The procedure carries small but real risks, including a 0.3% to 2.6% chance of neurologic complications. Because of this, it’s generally performed after a CT or MRI has already raised suspicion of an AVM, not as a first-line screening tool.
Newer Imaging With 4D MRA
A technique called 4D contrast-enhanced MRA aims to bridge the gap between standard MRI and catheter-based angiography. It produces dynamic, “DSA-like” images that show arterial feeders, the nidus, and draining veins in a single exam, all without threading a catheter into an artery or exposing the patient to radiation.
The tradeoff is accuracy. In studies comparing 4D MRA to traditional angiography for treated AVMs, 4D MRA reached a sensitivity of about 74%, meaning it missed roughly one in four residual AVMs. Its specificity was 100%, so when it did identify an AVM, it was always correct. This makes 4D MRA a useful monitoring tool, particularly after radiosurgery, but it isn’t reliable enough on its own to confirm that an AVM is fully cured. Traditional angiography is still required for that determination.
How AVMs Are Graded After Diagnosis
Once an AVM is confirmed, doctors classify it using the Spetzler-Martin grading system, which scores the malformation on three factors: its size, whether it drains through deep or superficial veins, and whether it sits near areas of the brain that control essential functions like speech, movement, or vision. Each factor adds points, producing a grade from 1 to 5. Lower grades indicate AVMs that are smaller, in less critical locations, and generally safer to treat surgically. Higher grades suggest greater complexity and risk.
This grading doesn’t change the diagnosis itself, but it directly shapes the treatment conversation. A grade 1 AVM might be a strong candidate for surgery, while a grade 5 AVM might be better managed with observation or less invasive approaches.

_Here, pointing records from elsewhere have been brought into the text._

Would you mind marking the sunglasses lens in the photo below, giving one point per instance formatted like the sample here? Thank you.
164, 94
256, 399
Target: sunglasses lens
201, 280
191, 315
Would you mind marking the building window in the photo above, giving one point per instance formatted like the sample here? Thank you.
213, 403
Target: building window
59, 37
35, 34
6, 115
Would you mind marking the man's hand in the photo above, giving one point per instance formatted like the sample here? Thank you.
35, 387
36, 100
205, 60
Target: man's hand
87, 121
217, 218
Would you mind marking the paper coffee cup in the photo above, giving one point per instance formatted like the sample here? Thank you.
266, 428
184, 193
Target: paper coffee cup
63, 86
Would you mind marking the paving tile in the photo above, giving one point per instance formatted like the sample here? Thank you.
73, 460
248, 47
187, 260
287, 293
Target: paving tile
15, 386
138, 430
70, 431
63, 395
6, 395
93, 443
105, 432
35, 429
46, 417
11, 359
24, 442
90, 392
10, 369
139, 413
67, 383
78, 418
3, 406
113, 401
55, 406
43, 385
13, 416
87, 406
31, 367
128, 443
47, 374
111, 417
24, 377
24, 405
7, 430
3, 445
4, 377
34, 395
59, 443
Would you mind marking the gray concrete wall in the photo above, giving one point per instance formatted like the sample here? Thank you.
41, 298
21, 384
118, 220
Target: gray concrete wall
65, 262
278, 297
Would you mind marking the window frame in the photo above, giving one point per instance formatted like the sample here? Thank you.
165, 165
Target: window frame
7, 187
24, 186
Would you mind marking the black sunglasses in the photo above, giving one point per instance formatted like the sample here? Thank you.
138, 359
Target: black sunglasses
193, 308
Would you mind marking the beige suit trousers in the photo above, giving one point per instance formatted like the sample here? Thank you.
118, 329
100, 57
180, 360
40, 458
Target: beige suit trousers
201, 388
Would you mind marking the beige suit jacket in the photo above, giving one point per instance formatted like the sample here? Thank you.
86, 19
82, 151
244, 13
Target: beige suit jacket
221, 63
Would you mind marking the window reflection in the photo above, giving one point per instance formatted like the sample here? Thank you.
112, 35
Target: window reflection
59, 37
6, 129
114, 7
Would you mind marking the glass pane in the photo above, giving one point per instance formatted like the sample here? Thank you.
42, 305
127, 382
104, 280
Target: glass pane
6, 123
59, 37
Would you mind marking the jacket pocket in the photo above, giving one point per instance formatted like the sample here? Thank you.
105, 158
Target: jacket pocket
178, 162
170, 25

Distinguishing AVMs From Similar Conditions
Not every tangle of abnormal blood vessels in the brain is an AVM. Cavernous malformations, for example, look different on imaging and behave differently. They are made up of slow-moving, low-pressure blood channels and are characteristically invisible on angiography because blood transits through them too slowly to show up. An AVM, by contrast, is a high-flow lesion that lights up clearly on angiography. The presence of a developmental venous anomaly alongside the lesion strongly supports a diagnosis of cavernous malformation rather than AVM. These distinctions matter because the conditions carry different risks and require different treatment strategies.
Screening for People With a Genetic Link
One group of people may undergo AVM screening even without symptoms: those with hereditary hemorrhagic telangiectasia (HHT), a genetic condition that significantly raises the risk of developing AVMs in the brain, lungs, and other organs. Current guidelines recommend a brain MRI with and without contrast for anyone diagnosed with HHT or at risk based on family history.
For children who have their first brain MRI early in life, a repeat scan is typically recommended by age 18 to 20, since AVMs can develop or change during the first two decades. Screening for lung AVMs uses a heart ultrasound with agitated saline contrast (a bubble study) rather than a CT scan, and this is generally repeated every five years if results are normal. For at-risk family members under 40 who haven’t been ruled out through genetic testing, the recommendation is to follow the same screening schedule as those with a confirmed HHT diagnosis.